Tras unos cuantos días de vacaciones de verano, en las que mi blog y yo hemos querido retirarnos a desconectar de todo lo que durante el año nos encontramos, volvemos al trabajo con las pilas cargadas.
Ya los días anteriores al comienzo del día en que entraba a trabajar intentaba prepararme para "saber" y ser consciente de que los desayunos mirando al mar, mis caminatas para fotografiar pueblecitos, momentos de oleaje en los que muchos aficionados hacen surf, o una simple una ventana de una casa en la que da la sombra y que seguro que en su interior aguarda muchos secretos, iban a desaparecer.
Mirar el mar, escuchar las olas, sin estrés ninguno... todo eso ya he ido poco a poco trabajándolo durante los dos últimos días de manera que me sea más fácil la vuelta.
Y es que las vacaciones, más que vacaciones, el relax, el "desconecto" se saborea, pero pasa muy pronto, y una vez que entras en "acción" a tu rutina laboral, se esfuma todo ese relax, y todos esos maravillosos desayunos frente al mar.

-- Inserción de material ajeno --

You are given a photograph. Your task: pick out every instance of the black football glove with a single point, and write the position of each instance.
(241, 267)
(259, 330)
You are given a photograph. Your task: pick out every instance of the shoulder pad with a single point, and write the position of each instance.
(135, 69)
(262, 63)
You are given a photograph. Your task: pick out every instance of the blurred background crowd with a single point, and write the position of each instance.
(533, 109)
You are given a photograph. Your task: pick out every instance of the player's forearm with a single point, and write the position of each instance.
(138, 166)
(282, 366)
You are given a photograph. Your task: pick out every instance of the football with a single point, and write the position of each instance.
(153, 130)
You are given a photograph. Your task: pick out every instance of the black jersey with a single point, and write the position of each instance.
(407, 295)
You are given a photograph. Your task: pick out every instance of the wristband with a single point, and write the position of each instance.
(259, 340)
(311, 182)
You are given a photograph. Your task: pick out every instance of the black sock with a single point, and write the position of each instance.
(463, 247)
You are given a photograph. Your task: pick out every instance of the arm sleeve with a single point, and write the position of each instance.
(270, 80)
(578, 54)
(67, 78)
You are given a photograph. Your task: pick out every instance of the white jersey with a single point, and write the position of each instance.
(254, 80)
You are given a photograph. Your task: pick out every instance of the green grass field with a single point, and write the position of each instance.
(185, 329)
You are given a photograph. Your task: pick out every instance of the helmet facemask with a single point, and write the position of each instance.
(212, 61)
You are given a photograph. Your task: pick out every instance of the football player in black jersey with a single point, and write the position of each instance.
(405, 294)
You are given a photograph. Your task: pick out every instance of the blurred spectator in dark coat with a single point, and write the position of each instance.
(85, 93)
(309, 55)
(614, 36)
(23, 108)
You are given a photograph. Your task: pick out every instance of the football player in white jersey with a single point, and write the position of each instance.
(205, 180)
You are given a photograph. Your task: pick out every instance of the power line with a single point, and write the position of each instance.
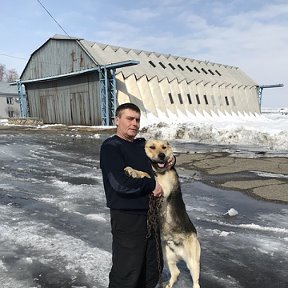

Pero vuelvo, porque me siento afortunada de poder volver, pero vuelvo, porque me siento afortunada de tener un trabajo, y sobre todo, lo que más me motiva de la vuelta, que sé que va a ser fuerte porque he de preparar una rueda de prensa y de encargarme de más cuentas, son ellos, "mis cuentas", los clientes o empresas para los que llevo la comunicación.
Podré echar de menos, como no, todo lo que ya queda atrás de mi verano, ese relax, pero dado que se ha de empezar, se ha de empezar en positivo, y vuelvo con nuevos y más retos de superación personal y de resultados para mis clientes. Un buen resultado para un cliente es como si fuese mío, y con los clientes que llevo, creo que merecen los mejores resultados y así será. Mi única motivación para la vuelta al trabajo es seguir consiguiendo los mejores resultados para ellos, el mayor número de apariciones en prensa y poder corresponderles de manera que vean incrementados sus resultados y márgenes gracias a mi trabajo diario.
¿Síndrome postvacacional? Pues... no lo llamaría así en mi caso, en tal caso lo llamaría "síndrome postrelax", porque ahora comienza la implicación personal nuevamente por conseguir lo mejor para mis clientes, comienzan los retos diarios de conseguir las mejores apariciones, organizar ruedas de prensa, llamadas con eco a stress, y todo esto acompañado de un ritmo frenético...
Es decir, que... ni el murmullo de las olas del mar, ni el tocar la arena con las manos y sentir que fluye entre tus dedos, ni los masajes relajantes que me he dado, porque los necesitaba... servirán de mucho a mi vuelta al trabajo. Sí sirvieron al comienzo, pero a la vuelta, vuelven nuevamente el stress, el ritmo frenético y como siempre, al menos en mi caso, la "implicación por las cuentas que llevo", que al ser como hijos míos, es decir, quiero para ellas lo mejor, lo doy todo y no mido hasta qué punto me puede afectar todo ese ritmo frenético o estrés.
Pero eso sí, intentaré que todo el estrés y la "vuelta al cole", me afecte lo más mínimo físicamente, me refiero a esos nervios que se agarran al estómago y parece que te va a explotar, he de cuidar a mis clientes, pero también a mi misma... (luego se me olvida... y solo me preocupo de mis clientes, que es a quien me debo). Lo llevo en la sangre, aunque intente durante el trabajo tener un "espíritu zen", me cuesta, pero septiembre comienza siempre con buenos propósitos, y este entre otros es deberme a mis clientes sin perder resultados, pero controlando ese ritmo tan frenético o los nervios que hacen que tu estómago explote.